Prevalence of Muscle Strain among Cricketers-An Observational Study
Albin Jerome1*, Gaurai Gharote2, Tejal Pardeshi3, Karthikeyan Jeyabalan4
1Principal, St. Andrews College of Physiotherapy, Pune
2,3Assistant Professor, St. Andrews College of Physiotherapy, Pune
4Lecturer, School of Physiotherapy, FAHP, AIMST University, Bedong, Malaysia.
*Corresponding Author E-mail: albinjerome@gmail.com
Abstract:
Introduction: Cricket is one of the world’s major team sports. Injuries in cricket are common, particularly to fast bowlers. The physical demands of the fast bowling action can have a damaging effect on the bowlers concerned. Hamstring muscle strains are common in sports that involve sprinting, acceleration, deceleration, rapid change in direction and jumping actions. There is a high hamstring muscle injury rate in fast-bowlers compared to that of other roles like batsmen and fielders any other players in cricket(1). The occurrence of hamstring strain injuries during high-speed running is generally believed to occur during terminal swing phase of the gait cycle. The aim of the study is find out the prevalence of hamstring muscle strain in fast bowlers with posterior knee pain. Methodology: The study was a observational survey study .100 male fast-bowlers between the age of 15 to 30 years, with at least 2 years of training from cricket institutions across chennai. Having posterior thigh pain was recruited for the study. Single-leg hamstring bridge test, take-off-shoe test, Bent-knee stretch test (3,4,5) and Resisted knee flexion test were used for evaluation. Result: Among the 100 players 62.17% of the players have Lateral Hamstring strain and 37.83% have Medial Hamstring strain. With 64.87% Hamstring was prevalent in dominant leg. Conclusion: There is prevalence of Hamstring muscle strain in fast bowlers
KEY WORDS: Cricket, hamstring strain, Single-leg hamstring bridge test, take-off-shoe test, Bent-knee stretch test, Resisted knee flexion test
INTRODUCTION:
Cricket is one of the world’s major team sports. Injuries in cricket are common, particularly to fast bowlers. The physical demands of the fast bowling action can have a damaging effect on the bowlers concerned. Strains usually occur in the biceps femoris, and the most common location is near the muscle-tendon junction. Muscles injuries represent a continuum from mild muscle cramp to complete muscle rupture, and in between is delayed onset muscle soreness and partial strain injury.
Hamstring muscle strain is common in sports that involve sprinting, acceleration, deceleration, rapid change in direction and jumping actions. The physical demands of the fast bowling action can have a damaging effect on the bowlers concerned. There is a high hamstring muscle injury rate in fast-bowlers compared to any other players in cricket(1). Comparing fast bowlers to that of other roles, batsmen and fielders, the fast bowlers had an injury rate of 16% which was almost double the injury rate of the batting and fielding roles.
The occurrence of hamstring strain injuries during high-speed running is generally believed to occur during terminal swing phase of the gait cycle.

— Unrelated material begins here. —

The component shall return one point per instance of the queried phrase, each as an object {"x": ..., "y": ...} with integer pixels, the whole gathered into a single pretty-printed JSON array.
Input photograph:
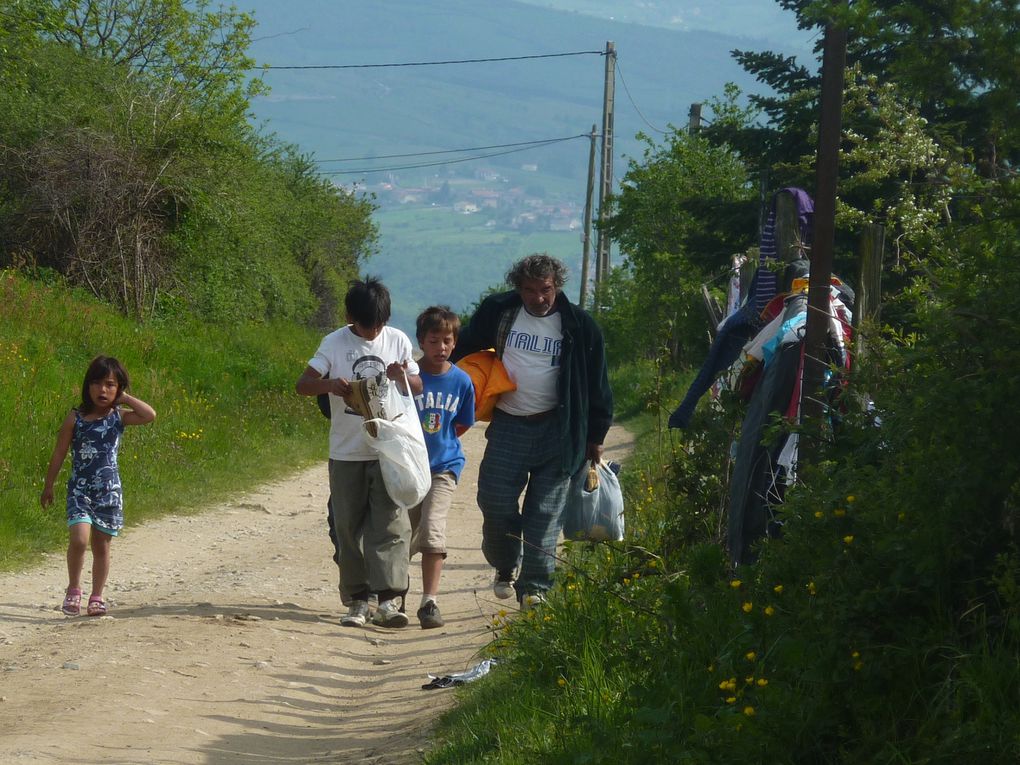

The greatest musculotendon stretch is incurred by the biceps femoris, which may contribute to its tendency to be more often injured than the other hamstring muscles (semimembranosus and semitendinosus) during high-speed running(2). Running-related hamstring strain injuries typically occur along an intramuscular tendon or aponeurosis, and the adjacent muscle fibres.
Most studies suggest that hamstring strains occur during the later part of the swing phase when the hamstrings are working to decelerate knee extension-that is, the muscle develops tension while lengthening. It has been suggested that it is during this rapid change from eccentric to concentric function that the muscle is most vulnerable to injury. The diagnosis of a hamstring injury has traditionally relied on various clinical measures (e.g., palpation, swelling, manual resistance), as well as the use of diagnostic imaging. But a few studies have suggested the use of specific clinical tests that may be helpful for the diagnostic process like-
· Single-leg hamstring bridge test.(3,4,5)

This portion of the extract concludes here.